The Borough of Carlisle
Business View Magazine interviews representatives of the Borough of Carlisle, Pennsylvania as part of our focus on best practices of American towns and cities.
The Borough of Carlisle is the county seat of Cumberland County, located in the south-central part of Pennsylvania. This highly productive agricultural area of the state was originally settled and farmed by Scots-Irish immigrants, beginning in the early 1730s. It was named after the town of Carlisle in England by American pioneer, John Armstrong, Sr., a surveyor for the Penn family, and his son John Armstrong, Jr., a soldier and statesman who was a delegate to the Continental Congress, a U.S. Senator from New York, and Secretary of War. They even built its former jailhouse (which Cumberland County now uses as general government offices) to resemble The Citadel in their English sister city.

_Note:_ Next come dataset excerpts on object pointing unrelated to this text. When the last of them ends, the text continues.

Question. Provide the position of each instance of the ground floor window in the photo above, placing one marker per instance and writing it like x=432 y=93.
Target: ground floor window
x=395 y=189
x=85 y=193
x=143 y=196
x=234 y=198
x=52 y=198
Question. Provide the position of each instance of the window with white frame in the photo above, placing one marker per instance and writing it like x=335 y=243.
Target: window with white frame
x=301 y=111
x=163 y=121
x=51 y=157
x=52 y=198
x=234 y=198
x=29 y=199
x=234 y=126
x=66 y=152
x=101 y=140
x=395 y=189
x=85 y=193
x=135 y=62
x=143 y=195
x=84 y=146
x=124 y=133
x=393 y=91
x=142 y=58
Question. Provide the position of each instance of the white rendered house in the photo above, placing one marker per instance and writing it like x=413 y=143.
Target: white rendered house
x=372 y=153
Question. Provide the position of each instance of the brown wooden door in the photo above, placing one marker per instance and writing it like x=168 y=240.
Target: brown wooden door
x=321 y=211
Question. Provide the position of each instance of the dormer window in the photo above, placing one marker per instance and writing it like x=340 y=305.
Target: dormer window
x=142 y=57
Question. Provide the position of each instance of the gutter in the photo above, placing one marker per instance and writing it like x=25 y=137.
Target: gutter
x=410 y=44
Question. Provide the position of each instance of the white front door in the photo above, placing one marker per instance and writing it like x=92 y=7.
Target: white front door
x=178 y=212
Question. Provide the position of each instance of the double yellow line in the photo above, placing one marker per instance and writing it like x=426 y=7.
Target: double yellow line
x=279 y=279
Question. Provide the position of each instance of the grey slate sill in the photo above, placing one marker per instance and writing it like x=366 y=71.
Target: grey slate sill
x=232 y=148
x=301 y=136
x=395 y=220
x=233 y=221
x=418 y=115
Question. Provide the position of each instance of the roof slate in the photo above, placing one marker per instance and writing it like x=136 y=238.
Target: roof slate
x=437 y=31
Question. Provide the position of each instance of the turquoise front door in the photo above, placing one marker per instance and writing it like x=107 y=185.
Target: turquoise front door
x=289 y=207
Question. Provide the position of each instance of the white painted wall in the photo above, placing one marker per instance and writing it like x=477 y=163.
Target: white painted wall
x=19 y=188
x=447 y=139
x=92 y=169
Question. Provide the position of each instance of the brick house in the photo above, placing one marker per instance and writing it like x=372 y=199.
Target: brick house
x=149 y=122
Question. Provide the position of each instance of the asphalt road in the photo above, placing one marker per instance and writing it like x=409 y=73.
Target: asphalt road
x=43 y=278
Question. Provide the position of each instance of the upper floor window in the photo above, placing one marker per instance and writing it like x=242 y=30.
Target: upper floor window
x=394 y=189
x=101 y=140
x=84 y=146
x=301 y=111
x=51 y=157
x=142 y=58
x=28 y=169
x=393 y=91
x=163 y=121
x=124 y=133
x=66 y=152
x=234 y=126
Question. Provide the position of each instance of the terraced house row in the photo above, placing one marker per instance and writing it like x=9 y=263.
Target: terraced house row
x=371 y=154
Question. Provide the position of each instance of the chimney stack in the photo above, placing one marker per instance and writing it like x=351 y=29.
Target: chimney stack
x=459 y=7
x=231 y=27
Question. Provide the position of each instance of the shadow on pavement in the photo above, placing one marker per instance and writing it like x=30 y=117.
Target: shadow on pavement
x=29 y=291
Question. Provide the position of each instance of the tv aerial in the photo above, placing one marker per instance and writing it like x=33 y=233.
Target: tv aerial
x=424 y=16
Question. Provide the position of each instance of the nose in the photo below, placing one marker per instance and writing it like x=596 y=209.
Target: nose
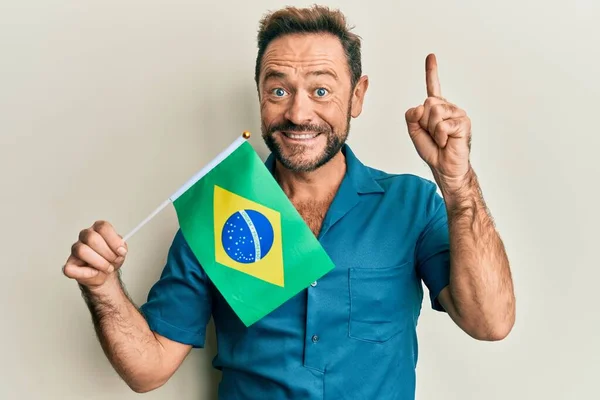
x=300 y=109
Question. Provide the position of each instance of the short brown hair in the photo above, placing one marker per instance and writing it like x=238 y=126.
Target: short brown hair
x=317 y=19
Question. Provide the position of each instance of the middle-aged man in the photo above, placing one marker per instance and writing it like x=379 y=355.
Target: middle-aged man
x=352 y=334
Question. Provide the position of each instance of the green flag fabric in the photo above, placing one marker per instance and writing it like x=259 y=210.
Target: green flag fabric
x=251 y=241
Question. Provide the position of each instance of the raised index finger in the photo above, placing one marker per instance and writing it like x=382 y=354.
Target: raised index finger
x=431 y=76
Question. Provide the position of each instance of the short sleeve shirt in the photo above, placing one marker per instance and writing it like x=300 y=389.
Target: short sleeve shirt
x=349 y=335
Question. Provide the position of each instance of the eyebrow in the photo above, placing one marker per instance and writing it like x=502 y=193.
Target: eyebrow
x=272 y=74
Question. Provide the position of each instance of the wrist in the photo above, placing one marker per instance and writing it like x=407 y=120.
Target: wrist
x=108 y=288
x=458 y=190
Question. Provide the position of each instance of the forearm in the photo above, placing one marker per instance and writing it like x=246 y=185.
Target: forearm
x=481 y=286
x=124 y=335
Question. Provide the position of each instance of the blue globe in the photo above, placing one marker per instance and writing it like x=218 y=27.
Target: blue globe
x=247 y=236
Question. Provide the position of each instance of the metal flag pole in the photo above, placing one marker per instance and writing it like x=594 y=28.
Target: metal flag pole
x=206 y=169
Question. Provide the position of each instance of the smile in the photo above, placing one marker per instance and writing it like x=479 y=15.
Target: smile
x=300 y=136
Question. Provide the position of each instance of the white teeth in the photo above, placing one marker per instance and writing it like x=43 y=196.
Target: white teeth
x=302 y=136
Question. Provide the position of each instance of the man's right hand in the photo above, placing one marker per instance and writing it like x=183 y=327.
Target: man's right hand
x=95 y=257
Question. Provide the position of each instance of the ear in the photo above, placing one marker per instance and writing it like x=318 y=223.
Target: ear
x=358 y=95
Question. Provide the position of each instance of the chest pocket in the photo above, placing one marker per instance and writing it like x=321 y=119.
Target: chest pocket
x=379 y=302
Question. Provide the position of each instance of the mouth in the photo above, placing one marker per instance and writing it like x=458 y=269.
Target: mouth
x=300 y=136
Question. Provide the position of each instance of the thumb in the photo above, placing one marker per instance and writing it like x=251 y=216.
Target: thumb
x=413 y=116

The first new college in the newly recognized United States of America, Dickinson College, was developed in Carlisle in 1773, as Carlisle Grammar School, by Benjamin Rush, a signer of the Declaration of Independence. It was chartered on September 9th, 1783, six days after the signing of the Treaty of Paris, which ended the American Revolutionary War. The Dickinson Law School, founded in 1834, is the fifth oldest law school in the country and the oldest in Pennsylvania. It merged into the Pennsylvania State University in 1997, as Penn State Dickinson School of Law. Both institutions were named for John Dickinson, a signer of the Constitution who was later the governor of Pennsylvania, and his wife Mary Norris Dickinson, who donated much of their extensive personal libraries to the new college.
A third major educational institution in Carlisle, population 19,000, is the United States Army War College, which moved to Carlisle from Washington, D.C. in 1951, and relocated to the 500-acre campus of the historic Carlisle Barracks, the nation’s second-oldest active military base. The Army War College‘s mission is to prepare officers for leadership at the highest levels. It is comprise of the Strategic Studies Institute, the Military History Institute, and the Center for Strategic Leadership, a state-of-the-art war gaming complex.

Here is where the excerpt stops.